Speaking to Sky News at Newham University Hospital, the Chief Medical Officer of Barts Health Alistair Chesser said local co-operation was helping them cope with demand.
He said: Winter has definitely arrived, we’ve noticed that. We had 530 attendances here in Newham on Monday, our normal rate is about 430, so you can see that the numbers are going up.
But we saw 97% of people within four hours yesterday which is a terrific performance by this hospital, so we are coping.
We’ve now got a system wide plan which involves not just the hospitals in the area but also social services, community services, metal health and primary care. So we’ve got one big system working together for patients.
The chief executive of NHS Providers, Chris Hopson, said: Our report highlights the range of measures trusts have put in place to improve resilience and provide safe, timely care for patients.
But we have to recognise we are not where we would want to be as we head into winter.
The NHS is already under severe pressure, and while the additional funding in the recent Budget is welcome, it has come very late to be used to maximum effect.

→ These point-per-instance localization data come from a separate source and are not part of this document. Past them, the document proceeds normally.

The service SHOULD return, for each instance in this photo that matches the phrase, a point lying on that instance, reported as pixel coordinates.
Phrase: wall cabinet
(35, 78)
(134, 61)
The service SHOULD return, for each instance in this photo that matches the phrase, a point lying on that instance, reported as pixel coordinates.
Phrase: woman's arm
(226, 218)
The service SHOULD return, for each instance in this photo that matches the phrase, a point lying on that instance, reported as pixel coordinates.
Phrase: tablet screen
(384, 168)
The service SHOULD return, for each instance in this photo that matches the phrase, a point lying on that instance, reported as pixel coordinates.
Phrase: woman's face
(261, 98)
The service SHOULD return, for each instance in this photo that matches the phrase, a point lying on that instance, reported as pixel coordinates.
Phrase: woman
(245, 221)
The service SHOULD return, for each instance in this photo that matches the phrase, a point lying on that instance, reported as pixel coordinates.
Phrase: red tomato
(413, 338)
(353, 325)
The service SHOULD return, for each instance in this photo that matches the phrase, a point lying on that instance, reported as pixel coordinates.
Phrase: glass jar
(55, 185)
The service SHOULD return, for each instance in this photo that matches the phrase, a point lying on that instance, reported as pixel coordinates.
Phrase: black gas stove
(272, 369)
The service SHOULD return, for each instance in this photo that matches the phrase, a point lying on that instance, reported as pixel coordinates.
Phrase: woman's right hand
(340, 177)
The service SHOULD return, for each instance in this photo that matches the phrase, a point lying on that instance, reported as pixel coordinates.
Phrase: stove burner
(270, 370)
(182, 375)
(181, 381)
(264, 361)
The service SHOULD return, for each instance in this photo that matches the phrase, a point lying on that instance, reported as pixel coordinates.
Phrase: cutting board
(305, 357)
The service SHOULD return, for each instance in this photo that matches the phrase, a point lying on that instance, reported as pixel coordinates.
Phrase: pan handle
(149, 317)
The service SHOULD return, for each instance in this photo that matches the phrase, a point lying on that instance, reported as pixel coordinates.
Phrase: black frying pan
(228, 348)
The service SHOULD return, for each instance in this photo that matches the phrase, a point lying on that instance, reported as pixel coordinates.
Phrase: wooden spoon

The warning comes as NHS England publishes its first winter pressure situation reports, figures that will reveal the volume of patients attending A&E departments across the country in the first few days of December.
In previous years they have also included the number of A&E departments under pressure, defined as those that have activated the two highest level of escalation plans.
The NHS uses four Operational Pressure Escalation Levels, known as OPEL 1-4, in response to extreme stress.
OPEL 3 is declared when major pressure compromises patient flow, and OPEL 4 when pressure means hospitals cannot deliver comprehensive care, and there is the potential for patient care and safety to be compromised.
Sources have suggested those figures will be withheld this winter, but NHS England said it was unable to clarify what statistics will be included ahead of publication.